Latin american myths and legends

6.62  ·  3,059 ratings  ·  534 reviews
Posted on by
latin american myths and legends

Golden Tales: Myths, Legends, and Folktales from Latin America by Lulu Delacre

This was pretty good. There seemed to be some inaccuracies, though (i.e. theres no such thing as an Indian Princess and, in the Catholic religion, the Virgin Mary is not worshipped), but otherwise pretty good for young readers to begin learning about Latin America.

I think one major thing in particular couldve made this book even better (maybe even for a second edition):

1) Include myths, legends, and folklore from all over Latin America. Heres an example: The story of La Llorona is a huge part of Latin American culture. A lot of Latin American countries has their own version of La Llorona, even if called differently sometimes. Many Central and South American kids hear some version of the story of La Llorona. This wouldve been interesting to implement, among other myths, folklore, and legends from each country/region of Latin America.

For reference, heres a list of places that appear in this book from Latin America (in order):

· Puerto Rico
· Dominican Republic
· Cuba
· Mexico
· Columbia
· Peru
· Bolivia

Its a relatively small size. Itd have been nice to include a story or two from each geographic location, and mention which ones have resemblances with one another (i.e. La Llorona).
File Name: latin american myths and
Size: 97663 Kb
Published 10.01.2019

5 Terrifying Latino/Hispanic Monsters - MONSTERS AMONG US #6

By Kirsten Hubbard. Central American folklore is rich.
Lulu Delacre

5 Monstrous Spanish Myths and Legends!

This lush collection of twelve traditional Latin American tales brings the history and culture of thirteen countries into a vivid new perspective. Readers will have a unique glimpse of the early indigenous cultures, and of the literature that later blossomed with the blending of the Spanish and Native cultures. Would you like to tell us about a lower price? If you are a seller for this product, would you like to suggest updates through seller support? Read more Read less. Customers who viewed this item also viewed.

While the characters in Latin America folklore might seem strange, they attempt to explain the unknown in the same way that every legend does. Are they social cautionary tales, or just scary stories? Keep those things in mind as you read these myths and legends from south of the border, and consider their cultural significance. When you finish reading, get your creative juices flowing and try out some new Spanish vocab by creating your own legend. Just click to download the pdf , the educational value could be monstrous. Is it an alien species, or a mutant dog?

A story from Chilean folklore about the smartest woman in the world, her talking shoe, and a prince that deserved a slap on the face. The creatures this week are the abatwa, from South Africa, and you'll learn why ants are the best roommates ever.
i don t mind if it rains forever

Item is in your Cart

He was told to drink the blood of children, so he kidnapped a 7-year-old boy named Bernardo. Jasy Jatere similarly preys on children, but Jasy takes them back to a cave and feeds them wild fruits and berries until they become feral.
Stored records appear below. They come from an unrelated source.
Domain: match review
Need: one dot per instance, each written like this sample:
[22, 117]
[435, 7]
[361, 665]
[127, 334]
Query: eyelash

And he may look hella cool — he wears a big hat, dresses in mostly black, and is well-accessorized with his ornamental boots and belts — but he is actually a creep and very short. He will play his silver guitar to get her to come home with him. They tried to keep him away, but he just kept up showing up to her place to play his guitar. They are said to be fair-tempered creatures that control the weather and are sometimes called weather-fairies.

File:Crying bird2. The carau Aramus guarauna , is a bird found in the wetlands of Argentina and other countries in the Americas. It is also known as the crying bird, limpkin, carrao or courlan and is looks like a cross between a crane and a rail. The story tells how a mother suffering from a terrible illness sent her son to fetch medicine for her from a nearby village which she desperately needed. Her son was a young man who was perhaps not too bright and more than a little selfish and he set off walking to the next village to get the medicine. On the way he heard the distant sound of an accordion playing. Intrigued by the music he followed the sound and came to a place where a country dance was in full swing.


1 thoughts on “Golden Tales: Myths, Legends, and Folktales from Latin America by Lulu Delacre

  1. As its nearing our favourite time of year at Alma de Cuba we wanted to dig into some of the traditional Latin American myths and legends that have been around for centuries.